I reckon it’s a hard thing to write about a random number like 20. And my guess is that things like a “best of” list (which I am guilty of writing) and anniversary issues (which I am actively contributing to) should probably be reserved for the likes of The New Yorker, which have a well-established literary reputation and an ample readership.
But as it happens, the number twenty has had a bit of meaning in my life.
For starters, I was born on the twentieth. Every year when August rolled around I would wait in eager anticipation of the cake that was made only once a year, and the small mound of gifts that always appeared on the table following the dessert. In addition to these treats, I could always remember on that day especially that I was born into the world, and had a place in a family that loved me.
The other reason that 20 held special significance for me was that I shared the date with my oldest brother, though his birthday was in April. (Happy Birthday if you’re reading this!) As the youngest of three kids, and the only girl, I clung to this tenuous connection with some fervor. Even if I couldn’t enter into brothers’ play or talk or work, at least I had this number in common with the oldest one.
One thing I tried hard to keep up with my brothers in was sports. I ran and kicked and jumped and swam as fast as I possibly could – and found out that I really liked it. And also was pretty good at it.
At the time basketball was the most popular sport both in terms of recognition and the number of people that played. My brother, the oldest one, also played and when it came time to choose a jersey number, he chose 20.
The thing that you have to understand about choosing a jersey number was that it was no light matter. It was the heyday of Michael Jordan—number 23—and the number that you chose, and whether you got to wear it every season, was extremely important to your future.
You might go down in history as number 19 or 47 or 53, the only player from Missouri to ever make it to the pros. You might get your jersey retired in the Bulls stadium, which meant that no one else could ever wear that number and play for your team. (Unless you were like Michael Jordan and came back to the game three or four times, in which case you could resurrect the number.)
Local legends were told about high school stars that made it to college ball and even were looked at by pro scouts. Banners hung in the gym with the names and numbers of championship teams, winning conference, district, and even state titles.

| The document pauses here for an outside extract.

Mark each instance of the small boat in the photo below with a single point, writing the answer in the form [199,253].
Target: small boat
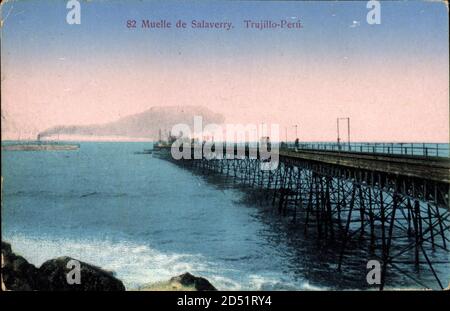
[39,146]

Your number was the mark of your rise to fame, fortune and immortality.
You can probably guess that when it came time for me to choose a jersey number, I also chose 20.
For some unknown reason, I was coordinated and quick and fairly good at basketball. The team I played with was also very good for our age group, and we began winning games. I relished the attention that came from various quarters as we met with success: the words of congratulations in the school hallways, the write-ups in the local paper, the pre-game scouting by rival teams.
I took to eating well, sleeping early, following the same routine before every game so as not to break the charm. I was eager to keep the winning streak going, and the accolades coming in.
Part of me is blushing deep red to remember that I pursued success so shamelessly.
Another part of me knows it was just a way to get my brother to see me.
His words of praise were the ones I coveted the most. When he was impressed, I was pleased. I felt full inside, and noticed, maybe even good enough to be on his team (if I hadn’t still been a girl).
In the midst of all this striving, I held on to the number 20 on the back of my jersey, hoping in my heart to make myself worthy of sharing it with my brother.
I guess what I lost sight of was the fact that, even though I tried so hard, the number, and all I tried to make it mean, was something I had already been born with.
So on this most momentous occasion of our 20th issue, I would like to sum up my thoughts in a few lines of verse:
All of that this is just to say,
In an unexpected way,
how good it is to actually be,
a part of something dear to me.
a few snarky posts,
something I’ll remember most,
is how to see and feel a part
of something some one may
(And even if they don’t, at least it’s a start.)
Well done everyone. I look forward to more great stuff in the future.